Bandeirantes, 18 de outubro de 2040

Em meados do mês de outubro de 2020, a França decretava toque de recolher noturno. Um novo surto da Covid-19 fazia a Europa suspender as aulas e intensificar o isolamento social. O governo português decretava situação de calamidade. Israel só viria a abrir as escolas quando, depois de um mês, não se verificou uma morte sequer. Escolas, que haviam “voltado às aulas”, devolviam os alunos aos seus lares, após se verificar o contágio que vitimou professores e funcionários. Mas, no Brasil, em botecos, shoppings, salões de beleza e praias, as grandes aglomerações disseminavam o vírus.

Políticos e gestores irresponsáveis forçavam o “regresso às aulas”. O diretor de um colégio disse estar decepcionado com um ex-aluno (o prefeito de São Paulo) porque ele não havia autorizado a volta às aulas presenciais.  Eis o que o prefeito respondeu:

“Não tenho medo de cara feia. Na condição de cidadão ex-aluno, reputo lamentável a postura do diretor, seja por não valorizar a vida daqueles que pertencem à comunidade escolar, seja pela falta de ética”.

O prefeito era responsável pela saúde de dois milhões e quinhentos mil alunos e protegia-os da loucura do “regresso às aulas”, lamentando a atitude do diretor do colégio:

Que este gestor sempre foi autoritário já era sabido, seu caráter duvidoso e pouco apreço pela vida dos alunos, professores e funcionários é que são novidades. Lamentável”.

Nesses tenebrosos tempos feitos de negacionismo, fake news e mercantilização da educação, esse prefeito era uma honrosa excepção à regra. Mas, se na prefeitura havia bom senso, uma escola estadual era “orientada” a retirar uma faixa contra a volta às aulas.

Para o Conselho Escolar “todas as vidas importavam”. Por isso, havia decidido pelo retorno a prédio da escola apenas quando houvesse vacina para a covid-19. Em e-mail, o diretor da escola demonstrava preocupação com possíveis sanções aos professores e gestores da escola. Fazia referência às proibições previstas no “Estatuto dos Funcionários Públicos Civis do Estado”, uma lei de… 1968:

“Ao funcionário é proibido: promover manifestações de apreço ou desapreço dentro da repartição, ou tornar-se solidário com elas”.

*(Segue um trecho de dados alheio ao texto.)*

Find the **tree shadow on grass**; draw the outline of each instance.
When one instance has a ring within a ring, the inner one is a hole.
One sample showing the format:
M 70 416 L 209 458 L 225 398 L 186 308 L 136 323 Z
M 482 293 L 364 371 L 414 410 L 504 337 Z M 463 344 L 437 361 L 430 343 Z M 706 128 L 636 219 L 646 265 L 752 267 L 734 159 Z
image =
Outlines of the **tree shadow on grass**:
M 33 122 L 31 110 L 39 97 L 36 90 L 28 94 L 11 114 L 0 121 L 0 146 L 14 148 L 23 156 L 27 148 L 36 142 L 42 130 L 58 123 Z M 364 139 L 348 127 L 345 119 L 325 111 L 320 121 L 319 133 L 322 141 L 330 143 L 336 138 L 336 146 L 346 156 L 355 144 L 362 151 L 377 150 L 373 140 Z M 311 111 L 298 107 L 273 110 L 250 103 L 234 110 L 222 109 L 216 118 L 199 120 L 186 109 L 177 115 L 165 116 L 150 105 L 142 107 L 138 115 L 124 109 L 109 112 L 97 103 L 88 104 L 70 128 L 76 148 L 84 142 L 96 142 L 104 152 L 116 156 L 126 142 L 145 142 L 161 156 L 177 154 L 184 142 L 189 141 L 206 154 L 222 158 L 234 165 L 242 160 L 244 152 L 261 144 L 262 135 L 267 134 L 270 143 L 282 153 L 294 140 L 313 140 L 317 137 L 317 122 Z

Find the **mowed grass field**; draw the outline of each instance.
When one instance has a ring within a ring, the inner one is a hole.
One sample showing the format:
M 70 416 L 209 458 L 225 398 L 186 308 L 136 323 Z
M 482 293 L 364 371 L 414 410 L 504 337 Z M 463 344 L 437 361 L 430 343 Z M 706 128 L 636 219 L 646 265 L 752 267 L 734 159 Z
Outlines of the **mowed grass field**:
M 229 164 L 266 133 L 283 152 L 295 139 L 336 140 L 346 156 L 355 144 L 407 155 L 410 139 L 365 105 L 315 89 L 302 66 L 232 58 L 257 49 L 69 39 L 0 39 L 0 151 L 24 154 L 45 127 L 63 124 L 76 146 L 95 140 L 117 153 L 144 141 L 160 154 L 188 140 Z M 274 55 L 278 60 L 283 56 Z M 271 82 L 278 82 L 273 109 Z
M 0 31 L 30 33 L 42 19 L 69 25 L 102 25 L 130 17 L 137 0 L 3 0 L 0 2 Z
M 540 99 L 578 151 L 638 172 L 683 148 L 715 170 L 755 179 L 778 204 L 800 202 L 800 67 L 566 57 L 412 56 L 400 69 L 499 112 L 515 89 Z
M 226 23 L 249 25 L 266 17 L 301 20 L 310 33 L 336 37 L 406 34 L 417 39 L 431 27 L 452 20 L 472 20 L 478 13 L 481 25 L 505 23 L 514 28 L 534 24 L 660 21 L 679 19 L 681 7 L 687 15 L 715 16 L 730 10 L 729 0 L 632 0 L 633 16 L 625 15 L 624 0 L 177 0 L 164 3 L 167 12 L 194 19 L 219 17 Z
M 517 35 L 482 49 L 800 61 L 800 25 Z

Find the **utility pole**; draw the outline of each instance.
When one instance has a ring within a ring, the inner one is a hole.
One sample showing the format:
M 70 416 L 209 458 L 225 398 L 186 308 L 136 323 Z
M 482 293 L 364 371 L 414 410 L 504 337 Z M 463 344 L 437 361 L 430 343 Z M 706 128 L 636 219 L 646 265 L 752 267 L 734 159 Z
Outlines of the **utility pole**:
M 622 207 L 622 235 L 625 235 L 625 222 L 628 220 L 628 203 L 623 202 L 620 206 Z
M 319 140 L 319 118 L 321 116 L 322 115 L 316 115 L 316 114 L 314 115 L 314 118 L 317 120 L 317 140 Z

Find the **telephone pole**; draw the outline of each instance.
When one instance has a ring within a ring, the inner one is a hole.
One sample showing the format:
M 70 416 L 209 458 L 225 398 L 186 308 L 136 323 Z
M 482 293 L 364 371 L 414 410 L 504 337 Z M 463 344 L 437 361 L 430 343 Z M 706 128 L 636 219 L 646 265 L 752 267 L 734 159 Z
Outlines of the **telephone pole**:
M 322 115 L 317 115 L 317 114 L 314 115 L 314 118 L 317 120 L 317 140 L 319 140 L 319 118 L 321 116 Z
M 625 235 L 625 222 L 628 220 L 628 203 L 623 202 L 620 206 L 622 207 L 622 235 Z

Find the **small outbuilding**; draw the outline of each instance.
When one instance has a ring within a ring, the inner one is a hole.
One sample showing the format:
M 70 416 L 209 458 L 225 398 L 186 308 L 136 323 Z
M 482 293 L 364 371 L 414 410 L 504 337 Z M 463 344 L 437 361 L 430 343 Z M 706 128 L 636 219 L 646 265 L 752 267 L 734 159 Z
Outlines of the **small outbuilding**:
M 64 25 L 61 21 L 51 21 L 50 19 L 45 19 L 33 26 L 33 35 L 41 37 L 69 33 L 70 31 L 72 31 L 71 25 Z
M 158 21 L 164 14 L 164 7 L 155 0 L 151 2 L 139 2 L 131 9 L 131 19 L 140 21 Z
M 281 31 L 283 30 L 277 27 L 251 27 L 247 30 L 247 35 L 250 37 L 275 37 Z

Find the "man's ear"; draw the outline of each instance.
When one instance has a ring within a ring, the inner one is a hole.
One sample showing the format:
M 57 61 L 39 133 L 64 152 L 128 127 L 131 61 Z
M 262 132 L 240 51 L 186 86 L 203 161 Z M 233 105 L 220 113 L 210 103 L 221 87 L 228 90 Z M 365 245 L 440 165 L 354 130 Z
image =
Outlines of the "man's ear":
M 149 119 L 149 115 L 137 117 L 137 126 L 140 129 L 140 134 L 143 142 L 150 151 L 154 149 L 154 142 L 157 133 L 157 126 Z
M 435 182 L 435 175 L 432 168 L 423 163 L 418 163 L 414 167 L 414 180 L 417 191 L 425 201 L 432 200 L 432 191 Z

“Somos funcionários públicos e estamos sujeitos as sanções” – concluiu o diretor.

Havia que se preocupasse com a saúde das crianças. Uma avó solidarizava-se com o diretor, mas afirmava:

“Meu neto não volta de jeito nenhum. Somos grupo de risco e o meu neto é asmático. A escola já não apresentava condições humanas para receber os estudantes antes da pandemia. Estou falando de uma escola que nem oferecia papel higiênico aos meninos, que tinham que passar pelo constrangimento de pedir papel a cada vez que iam ao banheiro”.

O estado ameaçava professores com uma lei de 1968, enquanto as escolas racionavam papel higiênico e não havia controle de piolho. A Organização Mundial de Saúde lamentavas as posturas adotadas pelo Brasil e afirmava que a dita “Imunidade de rebanho erra uma abordagem científica e eticamente problemática”. Sem uma vacina, a estratégia de deixar o vírus circular implicava, em mais mortes, mortes evitáveis. O Mestre Agostinho assim descrevia a tragédia anunciada:

“O rebanho dos homens ignorantes, que se deixam arrastar pelas palavras e com elas se embriagam; a fuga das responsabilidades claramente assumidas, o imoderado apetite do poder…”. As palavras de Agostinho ecoavam, muitos anos antes da pandemia. E mantinham atualidade, no distante 2020.